Where AI gets it wrong

What the AI Overview enables (and where it all starts to get messy) is a manufactured snippet based on a broad corpus of training data, where Google uses large language models (LLMs) to generate a new answer to your specific query rather than extracting a snippet from an existing webpage.

Interestingly enough, it seems like questions with a false premise are often what confuses an LLM - similar to the long-standing challenges with featured snippets.

Google’s AI agents are so eager to answer our questions that they aren’t able to tell us that actually running with scissors is dangerous, you shouldn’t take a bath with a toaster, and there is no recommended daily intake of rocks because you shouldn’t be eating them at all.

Part of the problem is also where the training data comes from. When a snippet is taken from a search result then it’s relatively easy to find out the context from where the snippet originated.

But an AI overview generated by an LLM might be fusing together snippets from multiple articles, and also giving weight to nonsensical or comical results without understanding the humorous context.

Take the example about eating at least one small rock per day, which seems to have been generated from this satirical Onion article.

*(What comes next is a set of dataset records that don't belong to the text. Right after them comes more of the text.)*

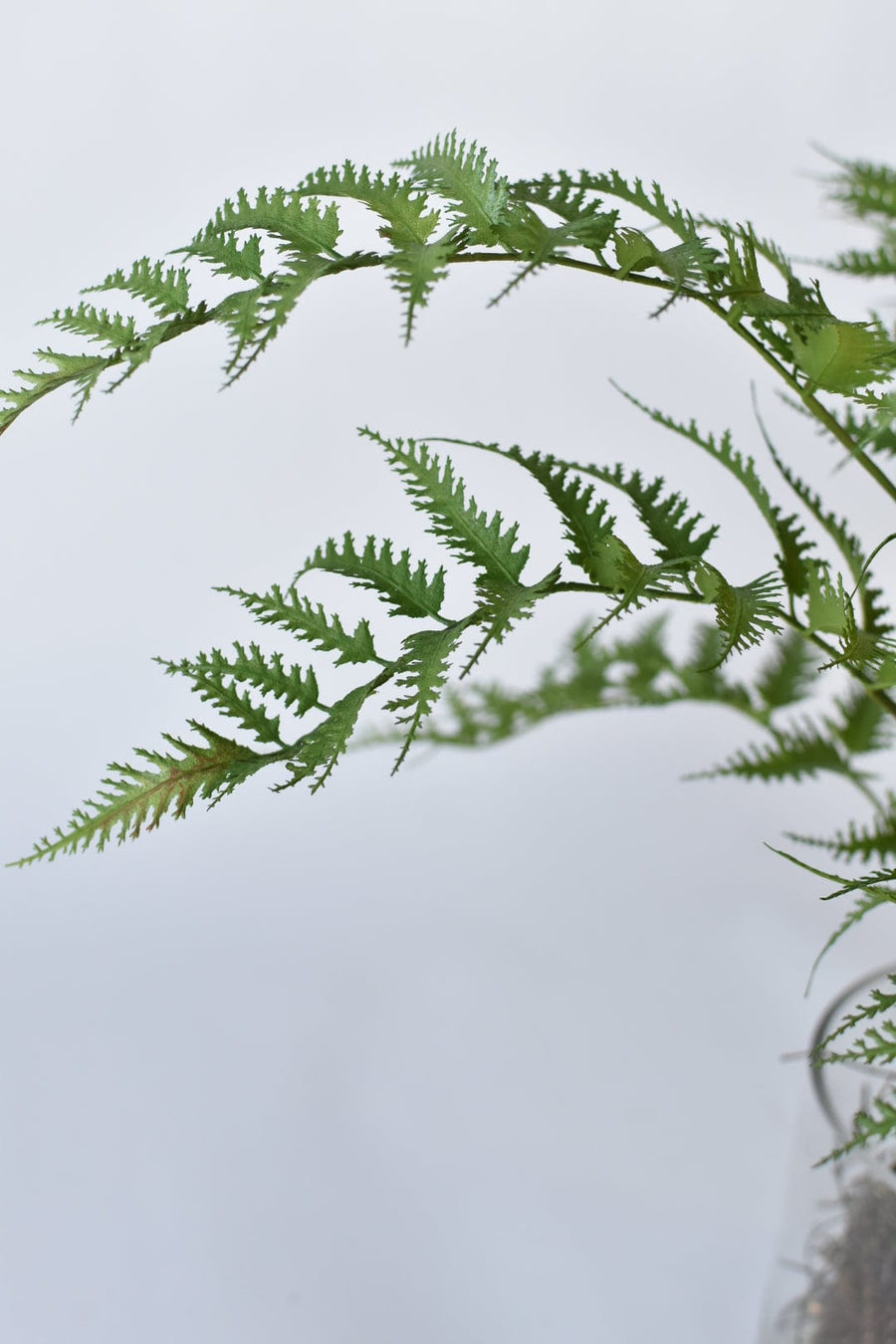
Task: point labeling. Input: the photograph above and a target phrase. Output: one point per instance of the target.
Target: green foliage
(814, 606)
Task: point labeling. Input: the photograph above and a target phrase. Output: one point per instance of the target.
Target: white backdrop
(488, 1052)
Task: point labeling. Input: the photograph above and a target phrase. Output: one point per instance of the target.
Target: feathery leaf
(465, 530)
(406, 591)
(307, 621)
(137, 797)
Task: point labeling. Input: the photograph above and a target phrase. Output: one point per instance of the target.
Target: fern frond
(111, 330)
(300, 225)
(297, 614)
(256, 316)
(745, 613)
(864, 188)
(503, 606)
(226, 254)
(862, 1013)
(864, 903)
(835, 527)
(875, 1050)
(653, 203)
(468, 179)
(876, 1121)
(864, 725)
(665, 518)
(587, 525)
(786, 676)
(84, 371)
(137, 797)
(792, 755)
(866, 265)
(318, 753)
(787, 530)
(465, 530)
(406, 591)
(164, 289)
(583, 680)
(865, 843)
(415, 271)
(422, 675)
(215, 679)
(403, 206)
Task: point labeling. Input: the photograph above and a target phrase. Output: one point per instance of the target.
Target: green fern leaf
(226, 254)
(111, 330)
(875, 1050)
(138, 797)
(862, 1013)
(307, 621)
(864, 903)
(256, 316)
(503, 606)
(406, 591)
(415, 271)
(400, 204)
(745, 613)
(665, 519)
(587, 525)
(876, 1121)
(653, 203)
(864, 188)
(786, 676)
(865, 843)
(465, 177)
(300, 225)
(466, 531)
(786, 530)
(868, 265)
(422, 675)
(215, 679)
(864, 725)
(318, 753)
(792, 755)
(165, 291)
(84, 371)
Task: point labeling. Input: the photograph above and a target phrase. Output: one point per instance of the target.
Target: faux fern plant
(811, 605)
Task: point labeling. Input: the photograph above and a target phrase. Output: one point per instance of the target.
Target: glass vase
(834, 1278)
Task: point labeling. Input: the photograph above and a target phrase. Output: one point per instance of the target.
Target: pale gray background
(488, 1052)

It’s safe to assume that the widely-reported content licensing deal between Reddit and Google is also largely responsible for polluting a lot of the AI Overview’s training data with user comments from Reddit.

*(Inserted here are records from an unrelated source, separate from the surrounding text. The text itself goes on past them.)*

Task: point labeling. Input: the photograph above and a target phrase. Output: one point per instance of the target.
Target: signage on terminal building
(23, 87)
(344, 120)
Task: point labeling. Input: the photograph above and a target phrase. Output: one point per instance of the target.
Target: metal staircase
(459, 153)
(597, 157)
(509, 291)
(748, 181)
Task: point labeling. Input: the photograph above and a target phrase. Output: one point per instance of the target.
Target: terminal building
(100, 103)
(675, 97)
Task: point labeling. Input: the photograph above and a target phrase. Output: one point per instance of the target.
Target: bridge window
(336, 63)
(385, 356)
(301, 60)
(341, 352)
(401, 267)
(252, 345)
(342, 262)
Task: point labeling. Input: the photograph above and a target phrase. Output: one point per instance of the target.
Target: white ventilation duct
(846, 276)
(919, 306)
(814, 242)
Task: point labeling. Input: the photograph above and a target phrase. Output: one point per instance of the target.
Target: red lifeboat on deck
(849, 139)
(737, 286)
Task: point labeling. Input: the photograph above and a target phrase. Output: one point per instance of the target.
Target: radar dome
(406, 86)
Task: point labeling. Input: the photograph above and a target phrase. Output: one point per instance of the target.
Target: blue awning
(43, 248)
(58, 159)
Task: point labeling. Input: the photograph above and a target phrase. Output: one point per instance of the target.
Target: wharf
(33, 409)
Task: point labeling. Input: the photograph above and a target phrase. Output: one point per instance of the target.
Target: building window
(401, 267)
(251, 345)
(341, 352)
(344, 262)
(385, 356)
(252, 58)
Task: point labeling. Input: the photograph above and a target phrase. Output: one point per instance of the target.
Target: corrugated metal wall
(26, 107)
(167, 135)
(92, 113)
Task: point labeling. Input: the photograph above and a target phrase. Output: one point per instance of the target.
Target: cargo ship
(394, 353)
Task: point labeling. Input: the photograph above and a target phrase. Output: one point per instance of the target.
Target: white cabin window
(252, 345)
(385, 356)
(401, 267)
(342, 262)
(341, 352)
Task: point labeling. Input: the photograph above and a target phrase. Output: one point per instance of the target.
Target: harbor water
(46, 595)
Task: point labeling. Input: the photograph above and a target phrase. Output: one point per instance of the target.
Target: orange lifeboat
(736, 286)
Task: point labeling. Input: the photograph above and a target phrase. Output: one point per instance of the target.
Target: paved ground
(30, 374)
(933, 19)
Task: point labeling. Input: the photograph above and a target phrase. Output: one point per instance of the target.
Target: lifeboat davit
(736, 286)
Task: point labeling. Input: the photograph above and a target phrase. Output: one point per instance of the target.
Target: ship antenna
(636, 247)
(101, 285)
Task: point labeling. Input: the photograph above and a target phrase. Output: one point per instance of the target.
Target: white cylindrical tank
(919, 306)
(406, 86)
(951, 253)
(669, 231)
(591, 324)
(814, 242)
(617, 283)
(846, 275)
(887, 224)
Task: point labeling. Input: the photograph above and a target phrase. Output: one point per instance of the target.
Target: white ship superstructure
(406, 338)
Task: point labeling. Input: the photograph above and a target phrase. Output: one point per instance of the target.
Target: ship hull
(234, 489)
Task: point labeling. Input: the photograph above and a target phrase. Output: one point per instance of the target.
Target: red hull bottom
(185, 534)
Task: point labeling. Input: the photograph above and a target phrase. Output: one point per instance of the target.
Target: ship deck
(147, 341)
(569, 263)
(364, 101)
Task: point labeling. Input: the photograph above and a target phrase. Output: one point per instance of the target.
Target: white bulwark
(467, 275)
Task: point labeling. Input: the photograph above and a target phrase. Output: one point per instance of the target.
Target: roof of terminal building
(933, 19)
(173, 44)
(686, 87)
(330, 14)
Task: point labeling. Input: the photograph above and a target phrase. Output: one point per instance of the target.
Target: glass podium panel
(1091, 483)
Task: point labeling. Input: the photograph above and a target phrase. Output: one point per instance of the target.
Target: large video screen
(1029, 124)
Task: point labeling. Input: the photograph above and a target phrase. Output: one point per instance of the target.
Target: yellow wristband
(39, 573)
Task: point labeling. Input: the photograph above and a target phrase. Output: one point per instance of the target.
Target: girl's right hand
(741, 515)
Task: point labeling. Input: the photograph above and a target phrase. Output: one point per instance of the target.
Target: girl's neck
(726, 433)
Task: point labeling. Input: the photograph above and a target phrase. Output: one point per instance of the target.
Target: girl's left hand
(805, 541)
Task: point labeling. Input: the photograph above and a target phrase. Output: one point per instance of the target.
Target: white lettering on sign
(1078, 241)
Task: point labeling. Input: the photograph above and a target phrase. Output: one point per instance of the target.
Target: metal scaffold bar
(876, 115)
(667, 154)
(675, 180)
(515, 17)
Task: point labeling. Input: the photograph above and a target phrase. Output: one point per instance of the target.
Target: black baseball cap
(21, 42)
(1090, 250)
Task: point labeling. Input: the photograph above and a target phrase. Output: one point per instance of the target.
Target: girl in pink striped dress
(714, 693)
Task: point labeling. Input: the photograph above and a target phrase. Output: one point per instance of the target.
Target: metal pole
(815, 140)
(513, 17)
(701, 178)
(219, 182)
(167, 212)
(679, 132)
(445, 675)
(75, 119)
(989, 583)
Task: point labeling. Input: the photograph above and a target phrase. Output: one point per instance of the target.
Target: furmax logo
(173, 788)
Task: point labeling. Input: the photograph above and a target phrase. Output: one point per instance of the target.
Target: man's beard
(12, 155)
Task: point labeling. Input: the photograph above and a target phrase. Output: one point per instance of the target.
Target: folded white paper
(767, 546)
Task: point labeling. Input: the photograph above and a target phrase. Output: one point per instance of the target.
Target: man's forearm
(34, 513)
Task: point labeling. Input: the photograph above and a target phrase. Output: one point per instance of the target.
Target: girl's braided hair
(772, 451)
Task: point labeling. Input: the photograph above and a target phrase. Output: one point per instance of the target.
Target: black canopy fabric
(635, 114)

For example, another viral AI Overview result was the suggestion to add glue to pizza to stop the cheese falling off. This result seems to have been generated from a comment by Reddit user “/fucksmith” 11 years ago. Thank you fucksmith for your wisdom!

From AI nonsense to training data inbreeding

So AI results that have been trained on nonsense source material end up generating nonsense results. But that’s not the only problem with training data.

See, as more and more AI-generated content is set loose into the world, it creates a recursive loop where AI models are being trained on more and more AI content. This reduces the weighting of human content in AI models, and over time it will make AI content more and more, well, obviously generated by AI..

Ed Zitron puts it best in his recent piece Are We Watching The Internet Die? as per the below extract:

The Habsburgs, European monarchs who ruled Austria, Germany and eventually the Holy Roman Empire, were notoriously protective about their bloodline, which after two centuries resulted in all sorts of genetic abnormalities.

Is the future of search going to be defined by inbred abnormalities and fake results?

The only solution (for now) is to turn back time

Hopefully Google will learn from these mistakes and take steps to exclude satire and poor quality data from their training results, and also improve the ability of AI Overview and featured snippets to recognise false premises.

But this could take months or years. What can we do in the meantime if you don’t want health tips that could kill you in your search results?

The answer is &udm=14 which is a URL parameter you can add to your search queries to remove the AI results, as well as other recent features like knowledge panels and even ads.

It’s essentially a time machine to an early 2000s version of Google, accessible by using a magical code. After all, how else would you get a time machine to work?

Even better, is a search engine that automatically appends this URL parameter to your searches, to make it even easier to get unadulterated results.

So that’s some positive news, but a tool like &udm14 really shouldn’t need to exist.

Let’s hope that Google learn from this and put quality control ahead of chasing the hype train with their next release.